Just one party was attempting to press the flesh with the electorate in the High Street yesterday lunchtime and that was UKIP. They'd set up a table beside the gold pillarbox and bedecked the phone boxes behind with mini-banners. I'm pretty sure the bloke leading this one-man operation wasn't their candidate because her name's Rebecca Jane, but he had come dressed in a maroon shirt which matched the cloth on the table. "Who Speaks Up For Britain?" asked the leaflets spread out in front of him, which is a good question to ask of a party that's had seven leaders in seven years. I didn't see anyone take a badge, indeed I couldn't tell if any of those going over were supporters or just there to harangue, but as the only party to have attempted engagement at least UKIP were giving the political process a go.
I didn't see any Conservatives in Uxbridge town centre attempting to save the seat, but maybe they were elsewhere focused on doorknocking rather than busy shoppers. It's also a big constituency so they could have been anywhere, indeed as I was walking down the canal towpath in far-off Yiewsley I came across this double-sided leaflet.
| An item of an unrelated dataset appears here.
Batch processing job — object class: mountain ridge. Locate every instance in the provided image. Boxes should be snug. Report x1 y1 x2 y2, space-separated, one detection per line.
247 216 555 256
Ah, it's that by-election staple, the suspect campaign missive. One side claims a Labour vote risks unacceptable building targets and Green Belt desecration, the other that the Conservatives will prevent local sprawl and preserve the countryside. It is of course a Conservative communication as you can tell if you read the smallprint at the bottom, the hope being that you won't until you've clicked through to KeepTheGreenBelt.co.uk. This isn't a real website, the URL instead feeding through to a Conservative campaign page where the content further conflates the idea that housing targets are somehow inextricably tied to Green Belt survival.
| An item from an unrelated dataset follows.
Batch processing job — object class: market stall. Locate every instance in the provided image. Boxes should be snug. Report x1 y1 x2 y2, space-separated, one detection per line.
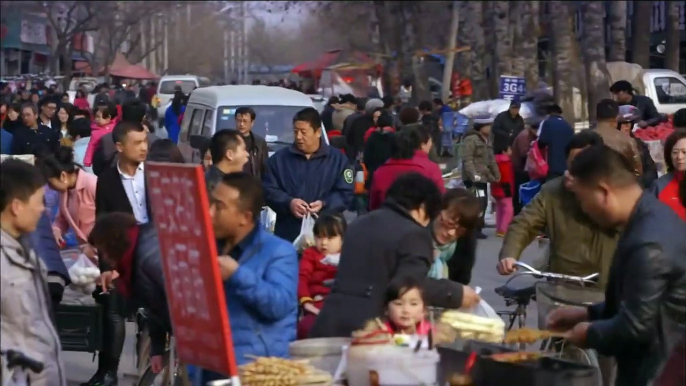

As a discerning consumer of the news you may be aware that what Sir Keir Starmer actually proposed was "giving councils and residents the power to build on certain areas of green belt land if they wish", not a general bulldozering, which is precisely the "local people deciding on housing needs" policy claimed by the Tories. Voters who pay scant regard to news and truth may be much easier to persuade. Also note that all these newspaper headlines are cut off halfway through, and if you go searching you'll find what they actually say is this.
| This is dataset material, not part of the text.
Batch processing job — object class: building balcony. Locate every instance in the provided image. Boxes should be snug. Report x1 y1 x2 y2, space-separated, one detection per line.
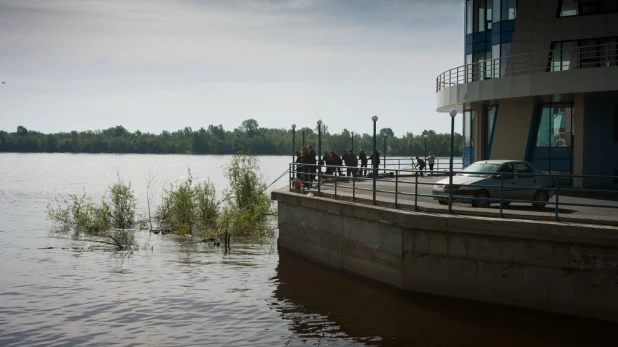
436 43 618 112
In conclusion, even if you don't live in Uxbridge and South Ruislip rest assured that all the usual by-election stuff is happening, be that earnest canvassers, over-optimistic also-rans or dubious printed claims. With four weeks to go there's still plenty of time for the campaign to ramp up, evolve further and maybe even merit a couple of minutes in the national media. Who knows, the people of Hillingdon may choose to stick with Boris's party or they may swing his 7000 majority the other way and send a gesture to the government and its disgraced former leader. Imagine the hubris of throwing away your seat because a lifetime of lies finally caught up with you, taking your party down with it, and perhaps Uxbridge and South Ruislip will be a portent of far greater change coming to a ballot box near you soon.